No es casualidad, por lo tanto, que la muestra en la National Gallery de Londres, del 17 de febrero al 11 de mayo, lleve el título de «Delacroix and the Rise of Modern Art». La atención se concentra en particular sobre la herencia pictórica dejada por el principal exponente del romanticismo francés, destacando que en aquella época, Delacroix, destinado a ser celebrado por la posteridad, no tuvo una vida fácil: cada cuadro nuevo suyo venía puntualmente sometido a un rígido escrutinio para valorar si la obra en cuestión era digna del aplauso que el artista iba suscitando tanto en la crítica como en el gran público. Y había quién desdeñaba un lenguaje juzgado «demasiado enfático», o quizá «desordenado», que corría el riesgo de desquiciar los plácidos y tan alabados cánones del arte clásico.

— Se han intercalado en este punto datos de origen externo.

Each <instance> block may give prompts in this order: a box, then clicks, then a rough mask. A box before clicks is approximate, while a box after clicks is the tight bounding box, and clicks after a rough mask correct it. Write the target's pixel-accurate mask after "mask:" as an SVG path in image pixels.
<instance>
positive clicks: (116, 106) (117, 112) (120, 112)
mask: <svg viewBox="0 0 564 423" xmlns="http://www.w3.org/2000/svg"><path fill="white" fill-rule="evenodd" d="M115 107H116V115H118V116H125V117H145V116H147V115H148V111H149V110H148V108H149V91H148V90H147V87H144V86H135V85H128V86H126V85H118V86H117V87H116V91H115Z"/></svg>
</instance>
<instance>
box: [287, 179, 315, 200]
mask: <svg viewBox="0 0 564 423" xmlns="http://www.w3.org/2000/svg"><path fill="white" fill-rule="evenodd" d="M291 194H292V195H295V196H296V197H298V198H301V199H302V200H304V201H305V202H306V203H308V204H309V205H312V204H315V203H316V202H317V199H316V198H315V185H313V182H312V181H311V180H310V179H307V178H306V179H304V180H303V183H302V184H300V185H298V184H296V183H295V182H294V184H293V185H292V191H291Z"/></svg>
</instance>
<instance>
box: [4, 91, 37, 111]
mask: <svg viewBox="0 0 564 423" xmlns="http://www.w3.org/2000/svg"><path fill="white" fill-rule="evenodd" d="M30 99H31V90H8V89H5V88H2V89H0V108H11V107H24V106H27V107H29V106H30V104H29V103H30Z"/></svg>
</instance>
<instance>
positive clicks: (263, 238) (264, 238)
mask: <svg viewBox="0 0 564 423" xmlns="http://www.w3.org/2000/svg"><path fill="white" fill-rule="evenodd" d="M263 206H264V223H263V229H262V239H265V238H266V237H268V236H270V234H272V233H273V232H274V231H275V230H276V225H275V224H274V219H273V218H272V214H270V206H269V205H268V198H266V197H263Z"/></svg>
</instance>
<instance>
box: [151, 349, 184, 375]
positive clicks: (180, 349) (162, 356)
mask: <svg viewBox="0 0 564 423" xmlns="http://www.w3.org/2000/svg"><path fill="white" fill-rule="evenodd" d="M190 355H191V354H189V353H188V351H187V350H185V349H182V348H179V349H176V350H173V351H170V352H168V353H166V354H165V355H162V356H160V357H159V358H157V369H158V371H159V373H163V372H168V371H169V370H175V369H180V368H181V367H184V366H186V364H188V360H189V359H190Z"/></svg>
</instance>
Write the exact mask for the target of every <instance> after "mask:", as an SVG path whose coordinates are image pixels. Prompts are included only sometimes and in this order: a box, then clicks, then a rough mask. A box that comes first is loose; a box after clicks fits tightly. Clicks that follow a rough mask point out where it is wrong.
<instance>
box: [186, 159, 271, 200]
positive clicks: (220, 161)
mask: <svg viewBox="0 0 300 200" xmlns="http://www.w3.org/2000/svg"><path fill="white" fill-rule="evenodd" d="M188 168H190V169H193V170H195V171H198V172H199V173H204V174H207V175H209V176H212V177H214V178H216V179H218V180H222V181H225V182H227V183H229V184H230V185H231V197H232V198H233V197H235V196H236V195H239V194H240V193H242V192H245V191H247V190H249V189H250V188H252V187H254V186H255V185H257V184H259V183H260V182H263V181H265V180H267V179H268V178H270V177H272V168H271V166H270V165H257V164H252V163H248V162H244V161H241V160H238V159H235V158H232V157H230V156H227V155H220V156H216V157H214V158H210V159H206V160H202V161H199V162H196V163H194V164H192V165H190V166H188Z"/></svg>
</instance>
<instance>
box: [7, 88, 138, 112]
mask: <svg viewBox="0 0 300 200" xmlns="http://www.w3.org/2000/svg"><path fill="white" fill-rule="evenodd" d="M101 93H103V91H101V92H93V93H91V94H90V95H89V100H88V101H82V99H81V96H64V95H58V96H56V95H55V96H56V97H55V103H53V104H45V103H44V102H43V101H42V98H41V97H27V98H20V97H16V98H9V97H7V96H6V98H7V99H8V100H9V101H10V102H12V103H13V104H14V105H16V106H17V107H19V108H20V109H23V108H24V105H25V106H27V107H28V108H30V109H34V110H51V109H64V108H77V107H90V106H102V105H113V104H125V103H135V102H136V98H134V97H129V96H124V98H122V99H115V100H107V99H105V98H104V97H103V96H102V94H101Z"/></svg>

Entre las obras expuestas, Medea furiosa (1838), El sultán de Marruecos (1845), el retrato de Louis-Auguste Schwiter (1826-1830) y la segunda versión de la Muerte de Sardanápalo que el artista compuso en 1846: la primera fue realizada en 1827, es decir, dos años después de su viaje a Inglaterra, donde su arte conoció una nueva fase caracterizada por un toque de pincel menos agresivo y más elegante y sinuoso. Un cambio significativo inmediatamente recogido por Charles Baudelaire quien no dudó en elogiar al artista definiéndolo «un poeta que pinta»: Delacroix se conmovería.